Ostensibly, the goal of this lecture note is to illustrate that False implies anything. In passing, we also show how to construct a universal statement (i.e., forall ..., ...) as well as an existential statement (i.e., exists ..., ...).
The following property very much does not hold:
Property foo :
forall P : nat -> Prop,
(exists i : nat,
P i) ->
forall j : nat,
P j.
Indeed if one assumes that it holds, one can conclude an absurdity:
Theorem ex_falso_quodlibet_eg_False :
(forall P : nat -> Prop,
(exists i : nat,
P i) ->
forall j : nat,
P j) ->
0 = 1.
To prove this theorem, we need to construct an existential statement, which is done using ex_intro as illustrated below, picking the proposition that all natural numbers are equal to 0 as a token proposition that does not hold:
Proof.
intro H_absurd.
Check (H_absurd
(fun n : nat => 0 = n)).
(* : (exists i : nat, 0 = i) -> forall j : nat, 0 = j *)
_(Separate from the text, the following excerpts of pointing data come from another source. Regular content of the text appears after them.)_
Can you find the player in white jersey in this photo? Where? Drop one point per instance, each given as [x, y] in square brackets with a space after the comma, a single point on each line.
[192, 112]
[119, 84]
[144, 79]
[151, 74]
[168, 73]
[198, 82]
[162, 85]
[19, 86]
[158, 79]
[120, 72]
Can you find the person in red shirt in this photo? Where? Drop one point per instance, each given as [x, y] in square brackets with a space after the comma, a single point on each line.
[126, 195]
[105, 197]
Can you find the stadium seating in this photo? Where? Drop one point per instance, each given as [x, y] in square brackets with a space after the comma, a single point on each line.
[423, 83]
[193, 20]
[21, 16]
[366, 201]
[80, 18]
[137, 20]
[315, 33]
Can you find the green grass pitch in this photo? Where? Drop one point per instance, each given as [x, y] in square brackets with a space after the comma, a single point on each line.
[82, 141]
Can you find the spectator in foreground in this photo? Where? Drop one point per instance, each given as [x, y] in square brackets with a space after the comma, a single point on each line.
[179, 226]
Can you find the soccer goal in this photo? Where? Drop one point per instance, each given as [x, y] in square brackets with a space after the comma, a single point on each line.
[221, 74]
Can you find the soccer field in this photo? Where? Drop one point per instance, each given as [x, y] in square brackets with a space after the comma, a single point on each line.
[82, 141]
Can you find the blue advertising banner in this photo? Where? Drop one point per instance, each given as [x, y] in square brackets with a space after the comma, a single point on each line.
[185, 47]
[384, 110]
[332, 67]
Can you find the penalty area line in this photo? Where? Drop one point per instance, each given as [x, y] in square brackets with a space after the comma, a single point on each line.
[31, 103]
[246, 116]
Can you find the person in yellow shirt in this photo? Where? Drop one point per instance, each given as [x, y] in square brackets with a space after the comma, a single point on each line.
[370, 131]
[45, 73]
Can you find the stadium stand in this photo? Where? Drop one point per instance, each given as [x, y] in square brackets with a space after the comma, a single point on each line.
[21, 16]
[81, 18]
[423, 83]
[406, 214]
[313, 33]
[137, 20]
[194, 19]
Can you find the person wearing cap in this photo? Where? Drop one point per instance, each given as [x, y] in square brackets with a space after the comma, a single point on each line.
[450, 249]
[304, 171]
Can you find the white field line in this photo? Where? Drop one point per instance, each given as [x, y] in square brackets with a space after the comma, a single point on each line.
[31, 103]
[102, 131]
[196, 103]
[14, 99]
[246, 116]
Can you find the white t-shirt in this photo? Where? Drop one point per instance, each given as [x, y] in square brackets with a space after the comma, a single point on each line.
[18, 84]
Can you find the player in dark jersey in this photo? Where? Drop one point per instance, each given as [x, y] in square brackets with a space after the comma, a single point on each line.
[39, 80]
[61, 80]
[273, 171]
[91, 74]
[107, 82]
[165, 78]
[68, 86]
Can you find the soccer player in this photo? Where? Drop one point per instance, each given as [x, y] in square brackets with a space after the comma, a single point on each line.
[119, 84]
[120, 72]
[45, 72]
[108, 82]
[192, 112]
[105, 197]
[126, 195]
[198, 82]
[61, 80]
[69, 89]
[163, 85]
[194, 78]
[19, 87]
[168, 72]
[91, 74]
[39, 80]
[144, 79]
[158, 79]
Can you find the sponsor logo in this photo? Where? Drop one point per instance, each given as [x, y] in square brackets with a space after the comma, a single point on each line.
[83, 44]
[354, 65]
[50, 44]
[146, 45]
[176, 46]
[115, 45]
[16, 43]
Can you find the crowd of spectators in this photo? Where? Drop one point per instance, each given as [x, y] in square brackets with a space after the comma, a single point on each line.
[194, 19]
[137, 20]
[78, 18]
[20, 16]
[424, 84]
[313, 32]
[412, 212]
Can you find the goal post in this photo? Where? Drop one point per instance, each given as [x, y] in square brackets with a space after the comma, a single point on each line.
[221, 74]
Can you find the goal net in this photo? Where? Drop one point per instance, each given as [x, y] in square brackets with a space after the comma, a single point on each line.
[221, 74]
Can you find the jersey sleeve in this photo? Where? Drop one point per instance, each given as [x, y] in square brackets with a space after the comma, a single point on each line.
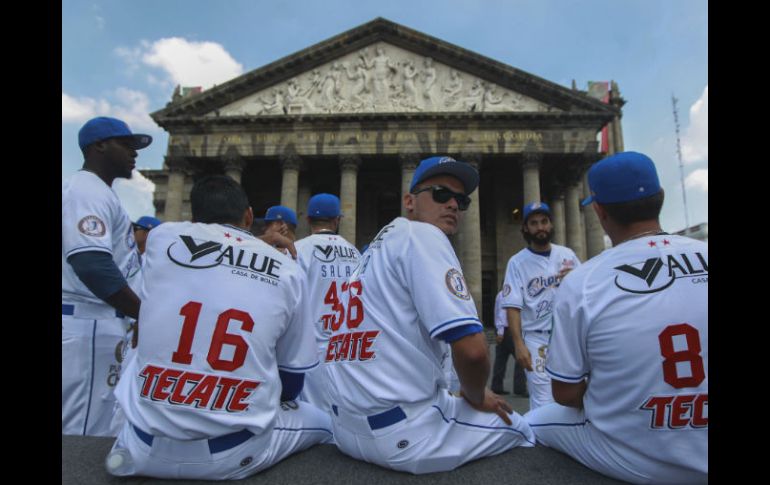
[86, 222]
[513, 287]
[295, 350]
[567, 358]
[434, 277]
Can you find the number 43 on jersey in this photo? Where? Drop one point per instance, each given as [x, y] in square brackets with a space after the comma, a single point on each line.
[352, 344]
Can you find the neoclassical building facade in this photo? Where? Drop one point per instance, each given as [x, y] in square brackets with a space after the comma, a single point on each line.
[353, 115]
So we need to construct an expression of type exists i : nat, 0 = i:
Check (ex_intro
(fun i : nat => 0 = i)).
(* : forall x : nat, 0 = x -> exists i : nat, 0 = i *)
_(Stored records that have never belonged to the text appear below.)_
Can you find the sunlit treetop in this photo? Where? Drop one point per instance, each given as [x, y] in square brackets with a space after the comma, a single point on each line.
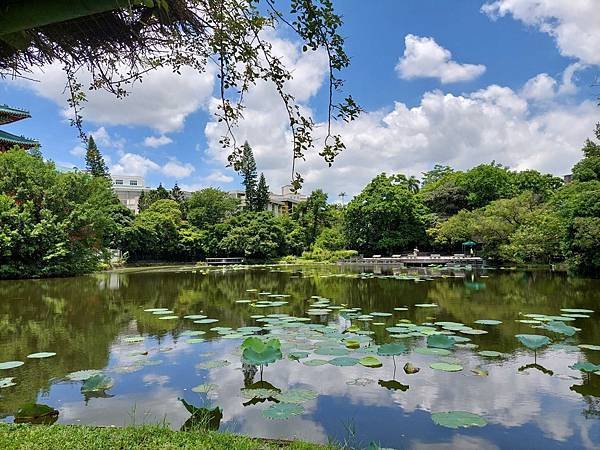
[118, 41]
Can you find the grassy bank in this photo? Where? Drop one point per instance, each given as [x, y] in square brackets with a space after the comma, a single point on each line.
[53, 437]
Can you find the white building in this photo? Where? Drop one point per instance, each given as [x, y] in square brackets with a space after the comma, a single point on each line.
[128, 190]
[279, 204]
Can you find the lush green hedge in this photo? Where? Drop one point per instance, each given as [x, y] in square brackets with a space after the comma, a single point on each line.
[56, 437]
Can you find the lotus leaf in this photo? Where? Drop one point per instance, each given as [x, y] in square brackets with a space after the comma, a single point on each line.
[82, 375]
[7, 382]
[259, 393]
[440, 341]
[432, 351]
[391, 349]
[205, 388]
[488, 322]
[296, 396]
[561, 328]
[297, 355]
[587, 367]
[370, 361]
[352, 343]
[258, 352]
[10, 364]
[331, 351]
[41, 355]
[490, 354]
[315, 362]
[409, 369]
[589, 346]
[133, 339]
[343, 361]
[458, 419]
[282, 411]
[205, 321]
[480, 371]
[36, 413]
[97, 383]
[533, 341]
[446, 367]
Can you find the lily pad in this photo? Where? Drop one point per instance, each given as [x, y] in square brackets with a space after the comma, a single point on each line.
[343, 361]
[370, 361]
[446, 367]
[315, 362]
[587, 367]
[10, 365]
[410, 369]
[97, 383]
[205, 321]
[490, 354]
[7, 382]
[390, 349]
[205, 388]
[36, 413]
[82, 375]
[41, 355]
[296, 396]
[589, 346]
[331, 351]
[458, 419]
[282, 411]
[432, 351]
[533, 341]
[440, 341]
[561, 328]
[488, 322]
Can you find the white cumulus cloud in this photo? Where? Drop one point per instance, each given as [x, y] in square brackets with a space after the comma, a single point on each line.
[423, 57]
[157, 141]
[572, 23]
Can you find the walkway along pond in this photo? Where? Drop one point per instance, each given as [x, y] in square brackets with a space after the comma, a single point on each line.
[485, 359]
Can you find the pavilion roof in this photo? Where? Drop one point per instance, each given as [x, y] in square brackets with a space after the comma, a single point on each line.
[8, 114]
[12, 139]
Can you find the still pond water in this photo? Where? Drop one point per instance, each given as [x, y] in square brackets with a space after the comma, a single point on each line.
[151, 359]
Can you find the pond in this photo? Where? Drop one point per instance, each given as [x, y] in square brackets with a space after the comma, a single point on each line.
[332, 323]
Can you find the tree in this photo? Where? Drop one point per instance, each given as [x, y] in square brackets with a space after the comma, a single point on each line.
[248, 172]
[262, 194]
[210, 206]
[385, 217]
[52, 224]
[437, 173]
[313, 215]
[135, 37]
[94, 162]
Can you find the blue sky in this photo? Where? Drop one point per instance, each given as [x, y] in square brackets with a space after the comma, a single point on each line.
[456, 83]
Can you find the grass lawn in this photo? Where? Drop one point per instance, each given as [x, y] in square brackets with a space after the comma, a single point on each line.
[54, 437]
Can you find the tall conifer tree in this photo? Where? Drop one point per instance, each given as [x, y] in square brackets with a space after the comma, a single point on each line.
[262, 194]
[94, 162]
[248, 172]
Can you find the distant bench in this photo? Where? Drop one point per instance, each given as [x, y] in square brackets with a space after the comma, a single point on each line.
[223, 261]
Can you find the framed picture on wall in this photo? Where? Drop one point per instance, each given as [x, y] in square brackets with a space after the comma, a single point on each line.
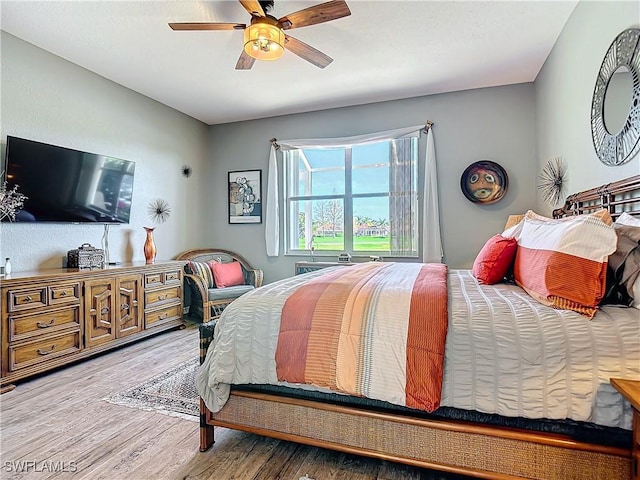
[245, 196]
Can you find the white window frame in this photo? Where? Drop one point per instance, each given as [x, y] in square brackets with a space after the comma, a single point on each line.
[291, 223]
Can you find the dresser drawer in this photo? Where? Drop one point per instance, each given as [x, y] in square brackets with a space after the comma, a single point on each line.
[53, 346]
[151, 279]
[23, 327]
[158, 317]
[172, 277]
[159, 297]
[27, 299]
[63, 294]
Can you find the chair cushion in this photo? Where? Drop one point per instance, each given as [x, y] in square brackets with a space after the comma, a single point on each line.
[229, 292]
[226, 274]
[203, 271]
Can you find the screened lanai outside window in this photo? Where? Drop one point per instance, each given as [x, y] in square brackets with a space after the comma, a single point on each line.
[360, 199]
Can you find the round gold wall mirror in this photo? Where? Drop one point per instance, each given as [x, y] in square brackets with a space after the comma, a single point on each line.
[615, 109]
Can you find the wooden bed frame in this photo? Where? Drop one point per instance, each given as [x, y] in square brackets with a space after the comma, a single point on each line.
[472, 449]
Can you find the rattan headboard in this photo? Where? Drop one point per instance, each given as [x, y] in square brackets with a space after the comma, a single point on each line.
[616, 197]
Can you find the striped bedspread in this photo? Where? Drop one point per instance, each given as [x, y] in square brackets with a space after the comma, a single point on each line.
[505, 353]
[375, 330]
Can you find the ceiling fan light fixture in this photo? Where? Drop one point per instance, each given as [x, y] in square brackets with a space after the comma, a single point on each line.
[264, 39]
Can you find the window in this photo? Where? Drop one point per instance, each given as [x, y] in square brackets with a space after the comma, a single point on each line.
[360, 199]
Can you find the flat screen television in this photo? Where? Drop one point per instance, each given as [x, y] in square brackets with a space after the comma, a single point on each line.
[68, 186]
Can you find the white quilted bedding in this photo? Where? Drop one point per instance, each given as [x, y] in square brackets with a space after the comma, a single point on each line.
[505, 353]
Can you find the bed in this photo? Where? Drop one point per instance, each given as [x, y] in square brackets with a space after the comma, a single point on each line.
[469, 433]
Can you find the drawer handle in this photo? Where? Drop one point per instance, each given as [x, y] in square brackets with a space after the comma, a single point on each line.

We can further instantiate ex_intro with 0 and the fact that 0 is equal to itself:
Check (ex_intro
(fun i : nat => 0 = i)
0
(eq_refl 0)).
(* : exists i : nat, 0 = i *)
We now have an expression of type exists i : nat, 0 = i, so let’s further instantiate H_absurd:
Check (H_absurd
(fun n : nat => 0 = n)
(ex_intro
(fun i : nat => 0 = i)
0
(eq_refl 0))).
(* : forall j : nat, 0 = j *)
Let us pick 1, for example:
Check (H_absurd
(fun n : nat => 0 = n)
(ex_intro
(fun i : nat => 0 = i)
0
(eq_refl 0))
1).
(* : 0 = 1 *)
Which is what we wanted to prove:
exact (H_absurd
(fun n : nat => 0 = n)
(ex_intro
(fun i : nat => 0 = i)
0
(eq_refl 0))
1).
Qed.
Prove the following alternative theorem:
Theorem ex_falso_quodlibet_indeed :
(forall (P : nat -> Prop),
(exists i : nat,
P i) ->
forall j : nat,
P j) -> False.
Since False implies anything, including True, prove the following theorem as a corollary of Property foo, assuming that it was admitted:
Theorem ex_falso_quodlibet_eg_True :
forall m : nat,
exists n : nat,
m < n.
As it happens, an existential quantification, when it is in the premise of an implication, can be restated as a universal quantification based on the following equivalence:
Proposition an_equivalence :
(forall P : nat -> Prop,
(exists i : nat,
P i) ->
forall j : nat,
P j)
<->
(forall (P : nat -> Prop)
(i : nat),
P i ->
forall j : nat,
P j).
Prove the equivalence above.
Thanks to the equivalence proved in Exercise 10, the property that very much does not hold can be restated as follows:
Property bar :
forall (P : nat -> Prop)
(i : nat),
P i ->
forall j : nat,
P j.
Prove that if Property bar is assumed to hold, an absurdity can be concluded:
Theorem ex_falso_quodlibet_eg_False_revisited :
(forall (P : nat -> Prop)
(i : nat),
P i ->
forall j : nat,
P j) ->
0 = 1.
Since False implies anything, including True, prove the following theorem as a corollary of Property bar, assuming that it was admitted:
Theorem ex_falso_quodlibet_eg_True_revisited :
forall m : nat,
exists n : nat,
m < n.
Created [22 Feb 2024]